Охотник, который неловко спешился возле проездной башни, услышав хлопанье крыльев, поднял голову. Беспокойство наползло на его лицо тенью, стерло гримасу боли. Глаза загорелись зеленым огнем. Обветренные губы сжались в неровную линию.
— Кто такой? — послышался недовольный голос стражника из окошка над изборожденными страшными отметинами, словно огромная кошка точила о них стальные когти, воротами.
— Кай, — глухо произнес охотник. — Кай по прозвищу Весельчак. Нечисть бью по договору. Вот ярлык арува. Вот ярлык охотника. Печати на нем от урая Ака, урая Зены, урая Туварсы. Трех достаточно?
— Нет уже никаких арува, — огрызнулся стражник. — Есть люди, и есть приделанные. Есть тати, и есть пустотная мерзость. Ты из каких будешь?
— Из людей, — твердо сказал Кай.
— А вот это мы сейчас посмотрим, — засмеялся стражник. — Капюшон снимай!

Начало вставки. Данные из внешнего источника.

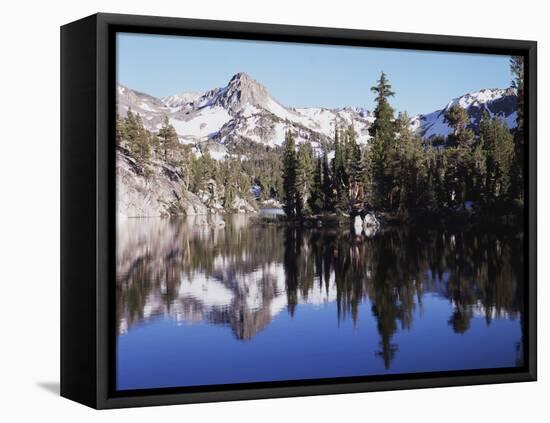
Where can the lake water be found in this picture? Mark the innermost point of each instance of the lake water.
(218, 300)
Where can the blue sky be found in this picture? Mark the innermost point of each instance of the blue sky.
(302, 75)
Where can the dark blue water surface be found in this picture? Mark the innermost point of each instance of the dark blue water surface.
(228, 301)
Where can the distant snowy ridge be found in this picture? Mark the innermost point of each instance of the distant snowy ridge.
(498, 102)
(244, 111)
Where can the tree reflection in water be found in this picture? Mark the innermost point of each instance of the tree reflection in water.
(242, 275)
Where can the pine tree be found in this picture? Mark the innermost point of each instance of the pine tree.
(497, 144)
(383, 132)
(339, 178)
(120, 129)
(138, 139)
(327, 183)
(168, 139)
(383, 125)
(289, 175)
(457, 118)
(304, 177)
(518, 73)
(316, 202)
(354, 169)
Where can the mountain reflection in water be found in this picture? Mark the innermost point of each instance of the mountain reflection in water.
(243, 277)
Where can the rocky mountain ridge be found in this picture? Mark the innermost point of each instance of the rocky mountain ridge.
(244, 111)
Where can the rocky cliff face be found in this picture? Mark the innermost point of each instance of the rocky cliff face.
(160, 192)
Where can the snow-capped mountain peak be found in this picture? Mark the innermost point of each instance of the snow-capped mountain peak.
(496, 102)
(477, 98)
(240, 93)
(244, 111)
(179, 100)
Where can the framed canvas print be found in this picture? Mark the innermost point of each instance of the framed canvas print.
(254, 211)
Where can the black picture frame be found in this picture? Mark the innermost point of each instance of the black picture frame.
(88, 219)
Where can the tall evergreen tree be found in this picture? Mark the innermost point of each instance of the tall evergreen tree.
(168, 139)
(383, 132)
(383, 125)
(137, 138)
(289, 175)
(518, 73)
(304, 177)
(327, 182)
(316, 201)
(355, 169)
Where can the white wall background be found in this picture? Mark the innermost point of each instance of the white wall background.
(29, 221)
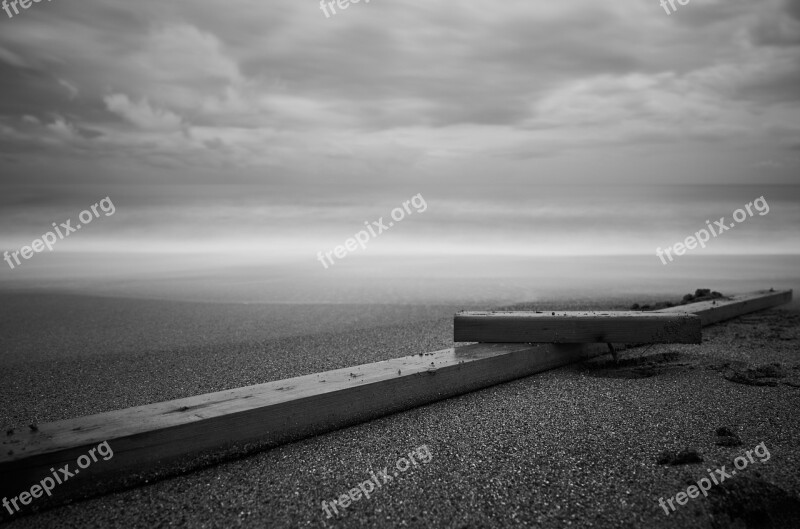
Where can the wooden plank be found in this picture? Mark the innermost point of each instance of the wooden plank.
(576, 327)
(724, 309)
(169, 437)
(157, 440)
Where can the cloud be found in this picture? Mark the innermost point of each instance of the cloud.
(142, 114)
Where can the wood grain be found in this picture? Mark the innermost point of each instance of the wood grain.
(162, 439)
(576, 327)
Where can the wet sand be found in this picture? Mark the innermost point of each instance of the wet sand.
(577, 446)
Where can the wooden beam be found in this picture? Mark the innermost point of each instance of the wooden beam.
(166, 438)
(169, 437)
(724, 309)
(576, 327)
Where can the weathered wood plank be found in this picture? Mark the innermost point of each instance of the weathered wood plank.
(576, 327)
(160, 439)
(724, 309)
(166, 437)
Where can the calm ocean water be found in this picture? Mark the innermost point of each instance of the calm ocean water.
(540, 241)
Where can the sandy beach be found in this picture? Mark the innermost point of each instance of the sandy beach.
(573, 447)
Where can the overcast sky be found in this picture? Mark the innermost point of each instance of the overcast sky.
(267, 117)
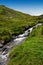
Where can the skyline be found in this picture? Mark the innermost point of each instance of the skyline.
(32, 7)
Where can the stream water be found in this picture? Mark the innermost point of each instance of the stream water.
(4, 53)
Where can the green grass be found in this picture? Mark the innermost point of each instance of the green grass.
(15, 22)
(30, 52)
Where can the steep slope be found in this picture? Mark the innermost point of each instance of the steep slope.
(13, 22)
(30, 52)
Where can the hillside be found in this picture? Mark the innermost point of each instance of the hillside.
(30, 52)
(13, 22)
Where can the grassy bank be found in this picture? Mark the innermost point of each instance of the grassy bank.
(13, 22)
(30, 52)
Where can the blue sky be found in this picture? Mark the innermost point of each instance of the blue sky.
(33, 7)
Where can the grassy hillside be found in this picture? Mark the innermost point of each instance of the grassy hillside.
(13, 22)
(30, 52)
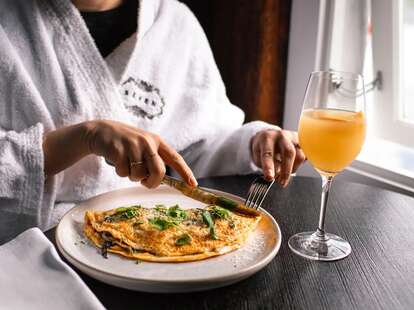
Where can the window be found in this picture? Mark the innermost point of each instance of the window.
(407, 61)
(388, 154)
(392, 107)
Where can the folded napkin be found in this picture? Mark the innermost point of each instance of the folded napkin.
(32, 276)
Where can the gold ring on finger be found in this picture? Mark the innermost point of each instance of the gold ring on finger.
(136, 163)
(268, 154)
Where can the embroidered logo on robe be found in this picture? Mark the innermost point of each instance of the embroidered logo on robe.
(142, 98)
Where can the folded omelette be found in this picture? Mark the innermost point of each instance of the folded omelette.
(169, 234)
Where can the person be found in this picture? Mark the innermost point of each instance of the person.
(133, 83)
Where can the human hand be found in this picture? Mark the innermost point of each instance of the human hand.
(135, 153)
(278, 153)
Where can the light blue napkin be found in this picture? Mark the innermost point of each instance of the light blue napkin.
(32, 276)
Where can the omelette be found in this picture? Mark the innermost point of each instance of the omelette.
(169, 234)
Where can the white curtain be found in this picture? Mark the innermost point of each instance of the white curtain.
(342, 35)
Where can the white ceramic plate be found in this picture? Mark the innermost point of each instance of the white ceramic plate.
(260, 249)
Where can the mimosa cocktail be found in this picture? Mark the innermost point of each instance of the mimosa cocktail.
(331, 134)
(331, 139)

Охотник сдвинул капюшон, провел по коротким, черным с проседью волосам ладонью, показывая, что ни рогов, ни еще какой пакости у него нет. Теперь, когда темная ткань вовсе не скрывала его лица, вряд ли, несмотря на сухие скулы, обветренную кожу и шрам в половину лба, можно было дать ему больше двадцати лет.
— А теперь штаны спускай, — захохотал стражник, — вдруг там у тебя хвост?

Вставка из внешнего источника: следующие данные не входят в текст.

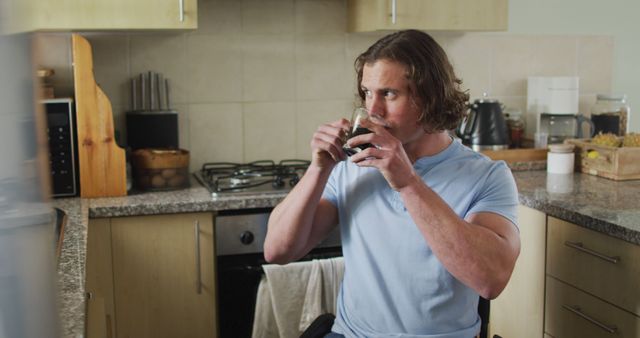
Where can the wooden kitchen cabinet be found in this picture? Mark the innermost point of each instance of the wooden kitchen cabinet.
(99, 280)
(594, 283)
(519, 310)
(450, 15)
(35, 15)
(163, 277)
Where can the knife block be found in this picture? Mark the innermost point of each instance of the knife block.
(102, 163)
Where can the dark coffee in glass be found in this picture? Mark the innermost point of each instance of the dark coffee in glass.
(358, 115)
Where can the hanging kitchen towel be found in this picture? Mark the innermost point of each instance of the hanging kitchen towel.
(322, 289)
(287, 286)
(264, 321)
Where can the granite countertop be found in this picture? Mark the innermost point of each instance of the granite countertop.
(596, 203)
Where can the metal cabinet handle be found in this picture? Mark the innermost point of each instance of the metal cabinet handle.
(181, 8)
(576, 310)
(580, 247)
(394, 12)
(198, 272)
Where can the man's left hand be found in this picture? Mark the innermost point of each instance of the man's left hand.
(388, 155)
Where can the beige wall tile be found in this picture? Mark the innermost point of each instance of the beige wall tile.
(216, 133)
(311, 114)
(269, 131)
(321, 16)
(111, 66)
(119, 124)
(595, 64)
(219, 16)
(554, 56)
(268, 16)
(511, 64)
(53, 50)
(162, 53)
(471, 56)
(214, 68)
(268, 72)
(320, 64)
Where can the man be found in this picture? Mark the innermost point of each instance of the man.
(427, 225)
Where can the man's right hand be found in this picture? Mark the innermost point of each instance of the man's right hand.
(327, 142)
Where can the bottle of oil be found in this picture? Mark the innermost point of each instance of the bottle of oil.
(515, 123)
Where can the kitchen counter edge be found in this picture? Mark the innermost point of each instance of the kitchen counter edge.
(594, 203)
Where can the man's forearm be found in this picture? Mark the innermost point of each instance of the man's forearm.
(290, 223)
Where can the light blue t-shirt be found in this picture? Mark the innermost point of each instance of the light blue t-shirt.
(394, 286)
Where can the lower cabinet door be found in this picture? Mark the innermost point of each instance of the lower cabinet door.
(572, 313)
(163, 276)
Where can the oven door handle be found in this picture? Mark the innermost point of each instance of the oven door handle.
(197, 246)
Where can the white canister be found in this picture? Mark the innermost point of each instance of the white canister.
(560, 159)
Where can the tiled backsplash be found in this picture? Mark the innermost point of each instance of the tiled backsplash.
(258, 77)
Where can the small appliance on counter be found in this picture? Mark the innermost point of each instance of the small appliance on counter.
(160, 169)
(63, 149)
(485, 127)
(151, 123)
(552, 106)
(609, 114)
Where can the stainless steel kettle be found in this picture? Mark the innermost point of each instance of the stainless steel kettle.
(484, 127)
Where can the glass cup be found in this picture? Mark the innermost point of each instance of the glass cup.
(358, 115)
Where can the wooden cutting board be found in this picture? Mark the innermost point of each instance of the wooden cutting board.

— Послушай, смельчак, — незнакомец холодно улыбнулся, — я охочусь на нечисть уже четвертый год. Видел ее столько, что пошли тебе Пустота десятую долю от моего удовольствия да еще хвост на смелую задницу, он бы у тебя не просыхал. Сейчас я покажу тебе цвет моей крови, а потом с удовольствием посмеюсь над твоими шутками вместе с ураем Намеши. Особенно когда вот эти ворота снова станет рвать когтями какая-нибудь тварь из Пустоты и он захочет призвать на помощь лучшего охотника. А пока смотри.

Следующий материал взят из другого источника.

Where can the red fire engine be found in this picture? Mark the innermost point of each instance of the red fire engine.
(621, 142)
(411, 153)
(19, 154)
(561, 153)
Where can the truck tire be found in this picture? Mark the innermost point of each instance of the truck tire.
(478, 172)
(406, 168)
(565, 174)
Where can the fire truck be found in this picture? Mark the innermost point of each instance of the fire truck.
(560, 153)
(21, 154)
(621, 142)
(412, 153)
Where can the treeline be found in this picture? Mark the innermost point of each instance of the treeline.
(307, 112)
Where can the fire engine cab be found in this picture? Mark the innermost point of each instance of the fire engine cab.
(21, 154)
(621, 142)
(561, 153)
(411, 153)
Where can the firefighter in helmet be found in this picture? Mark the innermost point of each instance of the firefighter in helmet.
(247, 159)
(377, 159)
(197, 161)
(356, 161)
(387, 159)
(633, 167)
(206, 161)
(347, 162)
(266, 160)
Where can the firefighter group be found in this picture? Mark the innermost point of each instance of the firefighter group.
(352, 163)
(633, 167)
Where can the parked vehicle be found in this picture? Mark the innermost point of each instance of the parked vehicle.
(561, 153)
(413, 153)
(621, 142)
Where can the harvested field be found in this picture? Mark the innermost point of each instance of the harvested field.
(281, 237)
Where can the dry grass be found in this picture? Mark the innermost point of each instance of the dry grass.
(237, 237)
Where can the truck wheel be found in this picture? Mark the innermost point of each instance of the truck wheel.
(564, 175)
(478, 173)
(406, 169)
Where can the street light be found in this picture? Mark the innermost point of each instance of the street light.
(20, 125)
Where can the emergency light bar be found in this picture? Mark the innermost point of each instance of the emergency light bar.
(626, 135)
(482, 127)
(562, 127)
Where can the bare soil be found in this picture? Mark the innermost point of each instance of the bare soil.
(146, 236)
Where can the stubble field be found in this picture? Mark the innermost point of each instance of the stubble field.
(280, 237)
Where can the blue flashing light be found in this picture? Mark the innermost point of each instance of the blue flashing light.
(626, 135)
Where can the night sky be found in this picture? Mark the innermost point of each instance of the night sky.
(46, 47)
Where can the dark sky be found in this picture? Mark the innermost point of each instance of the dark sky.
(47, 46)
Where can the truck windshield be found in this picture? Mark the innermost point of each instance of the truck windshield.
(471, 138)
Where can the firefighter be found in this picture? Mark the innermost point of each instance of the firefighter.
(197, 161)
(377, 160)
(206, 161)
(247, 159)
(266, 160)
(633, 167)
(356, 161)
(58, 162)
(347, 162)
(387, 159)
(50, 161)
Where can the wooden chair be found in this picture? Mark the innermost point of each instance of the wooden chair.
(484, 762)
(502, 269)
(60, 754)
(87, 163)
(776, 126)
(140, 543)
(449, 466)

Вслед за сказанным охотник распустил шнуровку рукава, по локоть обнажил мускулистую руку и, вытащив из-за пояса нож, надрезал кожу ладони. По запястью, по тонкому серебряному браслету со знаками клана Рога, по предплечью к локтю побежали алые капли крови.
— Лошадь теперь, — недовольно буркнул за окошком стражник.
— Как скажешь, — равнодушно проговорил охотник, шагнул к лошади, сдвинул с крепкой черной шеи сыромятный доспех, приложил к коже животного ладонь и осторожно провел ножом вдоль нее. Рана на шее лошади разом набухла, и по рукаву охотника так же побежала алая полоска крови.
— По каким делам в город? — примиряюще проворчал стражник.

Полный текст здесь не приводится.